Plant Pathology Department, and Biochemistry, Biophysics, and Molecular Biology Department, Iowa State University, Ames, IA 50011, USA.
Structure. 2011 Jun 8;19(6):868-80. doi: 10.1016/j.str.2011.03.013.
Eukaryotic initiation factor eIF4E performs a key early step in translation by specifically recognizing the m⁷GpppN cap structure at the 5' end of cellular mRNAs. Many viral mRNAs lack a 5' cap and thus bypass eIF4E. In contrast, we reported a cap-independent translation element (PTE) in Pea enation mosaic virus RNA2 that binds and requires eIF4E for translation initiation. To understand how this uncapped RNA is bound tightly by eIF4E, we employ SHAPE probing, phylogenetic comparisons with new PTEs discovered in panico- and carmoviruses, footprinting of the eIF4E binding site, and 3D RNA modeling using NAST, MC-Fold, and MC-Sym to predict a compact, 3D structure of the RNA. We propose that the cap-binding pocket of eIF4E clamps around a pseudoknot, placing a highly SHAPE-reactive guanosine in the pocket in place of the normal m⁷GpppN cap. This reveals a new mechanism of mRNA recognition by eIF4E.

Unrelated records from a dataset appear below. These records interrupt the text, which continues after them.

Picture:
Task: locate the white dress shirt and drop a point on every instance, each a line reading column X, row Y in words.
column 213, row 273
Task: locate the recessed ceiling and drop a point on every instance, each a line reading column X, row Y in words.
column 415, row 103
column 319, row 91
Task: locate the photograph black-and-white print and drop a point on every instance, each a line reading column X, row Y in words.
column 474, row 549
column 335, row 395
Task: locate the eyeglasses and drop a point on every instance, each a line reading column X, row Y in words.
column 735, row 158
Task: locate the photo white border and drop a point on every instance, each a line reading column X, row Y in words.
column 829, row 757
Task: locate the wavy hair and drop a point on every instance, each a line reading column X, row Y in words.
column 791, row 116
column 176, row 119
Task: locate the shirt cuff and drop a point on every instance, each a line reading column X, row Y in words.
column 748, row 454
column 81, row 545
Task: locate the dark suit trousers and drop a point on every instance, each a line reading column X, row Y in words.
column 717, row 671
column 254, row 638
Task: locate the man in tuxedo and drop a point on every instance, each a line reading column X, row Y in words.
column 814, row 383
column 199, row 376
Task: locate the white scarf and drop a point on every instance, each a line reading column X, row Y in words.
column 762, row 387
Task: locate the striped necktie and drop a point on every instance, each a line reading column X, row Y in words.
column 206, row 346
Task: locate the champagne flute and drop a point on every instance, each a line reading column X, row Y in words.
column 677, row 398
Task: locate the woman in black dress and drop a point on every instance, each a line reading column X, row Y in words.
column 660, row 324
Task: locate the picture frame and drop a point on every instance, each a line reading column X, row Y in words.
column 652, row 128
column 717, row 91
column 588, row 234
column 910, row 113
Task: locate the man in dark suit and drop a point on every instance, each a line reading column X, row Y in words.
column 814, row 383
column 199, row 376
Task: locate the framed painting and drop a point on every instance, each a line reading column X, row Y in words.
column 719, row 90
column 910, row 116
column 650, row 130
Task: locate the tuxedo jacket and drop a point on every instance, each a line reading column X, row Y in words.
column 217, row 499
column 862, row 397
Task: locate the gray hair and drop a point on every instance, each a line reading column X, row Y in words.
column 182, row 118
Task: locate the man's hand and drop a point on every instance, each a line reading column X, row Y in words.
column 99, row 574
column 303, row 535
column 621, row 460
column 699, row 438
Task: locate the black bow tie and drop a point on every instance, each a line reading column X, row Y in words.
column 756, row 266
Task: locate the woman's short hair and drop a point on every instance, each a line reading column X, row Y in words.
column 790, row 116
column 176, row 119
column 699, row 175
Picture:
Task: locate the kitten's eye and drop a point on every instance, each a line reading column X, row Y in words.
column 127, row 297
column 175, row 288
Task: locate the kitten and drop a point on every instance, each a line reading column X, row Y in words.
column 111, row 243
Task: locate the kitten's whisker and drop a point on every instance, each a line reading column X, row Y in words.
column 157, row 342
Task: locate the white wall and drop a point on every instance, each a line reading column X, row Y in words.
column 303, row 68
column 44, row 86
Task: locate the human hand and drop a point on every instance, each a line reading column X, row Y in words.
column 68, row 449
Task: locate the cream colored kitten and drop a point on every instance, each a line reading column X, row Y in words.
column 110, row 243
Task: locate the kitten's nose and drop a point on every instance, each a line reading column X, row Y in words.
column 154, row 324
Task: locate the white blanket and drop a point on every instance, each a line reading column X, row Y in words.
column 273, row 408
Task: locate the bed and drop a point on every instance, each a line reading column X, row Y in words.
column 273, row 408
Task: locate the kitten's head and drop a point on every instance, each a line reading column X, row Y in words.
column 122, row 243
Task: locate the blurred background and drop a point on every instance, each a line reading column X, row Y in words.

真核起始因子 eIF4E 通过特异性识别细胞 mRNA 5'端的 m⁷GpppN 帽结构,在翻译中发挥关键的早期步骤。许多病毒 mRNA 缺乏 5'帽结构,因此绕过了 eIF4E。相比之下,我们报道了 Pea enation mosaic virus RNA2 中的一个无帽依赖翻译元件(PTE),它结合并需要 eIF4E 来启动翻译。为了了解这种无帽 RNA 如何被 eIF4E 紧密结合,我们采用了 SHAPE 探测、与在 Panico 和 Carmoviruses 中发现的新 PTEs 的系统发育比较、eIF4E 结合位点的足迹分析,以及使用 NAST、MC-Fold 和 MC-Sym 进行的 3D RNA 建模,以预测 RNA 的紧凑 3D 结构。我们提出,eIF4E 的帽结合口袋夹住假结,将高度 SHAPE 反应性的鸟苷置于口袋中,取代正常的 m⁷GpppN 帽。这揭示了 eIF4E 识别 mRNA 的一种新机制。